Bass, who was once ridiculed for his lack of understanding of science, has been "very kind" to scientific research. In the January 2002 issue of Scientific American, Columbia's Gerrit Holloway wrote that by 2010, Bass was likely to finally sell Biosphere 2 and 100 hectares of surrounding land to Columbia for a symbolic $1 million.
What will Biosphere 2 bring to human life after all this time? Will new dreams come true? Will new efforts fail again? Perhaps the words of Joel Cohen of Rockefeller University and David Tillman of the University of Minnesota will give us confidence.

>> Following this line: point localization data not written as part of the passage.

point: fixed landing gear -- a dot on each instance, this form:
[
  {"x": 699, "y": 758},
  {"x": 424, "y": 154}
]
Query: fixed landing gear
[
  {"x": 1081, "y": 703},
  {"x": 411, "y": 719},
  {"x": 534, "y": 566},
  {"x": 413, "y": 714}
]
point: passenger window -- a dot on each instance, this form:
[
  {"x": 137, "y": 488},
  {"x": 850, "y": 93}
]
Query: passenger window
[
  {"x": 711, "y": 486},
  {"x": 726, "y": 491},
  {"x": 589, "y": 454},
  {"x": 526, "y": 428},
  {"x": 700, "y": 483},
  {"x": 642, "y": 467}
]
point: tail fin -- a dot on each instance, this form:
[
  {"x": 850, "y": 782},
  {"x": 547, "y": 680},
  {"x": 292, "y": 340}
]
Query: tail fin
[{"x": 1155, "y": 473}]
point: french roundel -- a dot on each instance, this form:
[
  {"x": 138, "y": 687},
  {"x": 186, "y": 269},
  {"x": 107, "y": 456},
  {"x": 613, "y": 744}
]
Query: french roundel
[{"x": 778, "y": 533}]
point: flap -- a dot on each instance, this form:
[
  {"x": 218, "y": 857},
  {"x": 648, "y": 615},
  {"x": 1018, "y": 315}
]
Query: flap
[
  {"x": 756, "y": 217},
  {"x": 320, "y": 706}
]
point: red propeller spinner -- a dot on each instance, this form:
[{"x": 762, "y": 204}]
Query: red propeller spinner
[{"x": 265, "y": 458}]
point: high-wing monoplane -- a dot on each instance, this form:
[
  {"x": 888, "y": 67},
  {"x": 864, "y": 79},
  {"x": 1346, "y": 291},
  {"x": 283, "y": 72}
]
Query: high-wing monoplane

The two scientists see some similarities between Biosphere 2 and the Hubble telescope. The costly Hubble telescope was criticized when it first took to the skies for taking blurry pictures, but it has become an indispensable tool for astronomical research. Likewise. Biosphere 2 is expected to become an important base for furthering humanity's understanding of the Earth in the future.
In scientific research, no one can guarantee a return on investment, and hundreds of millions of dollars have been invested without return. The question is whether we understand the real reasons for the failure of scientific research programs, and whether we truly understand that "failure is the mother of success". The past and present of Biosphere 2 provide us with an excellent model.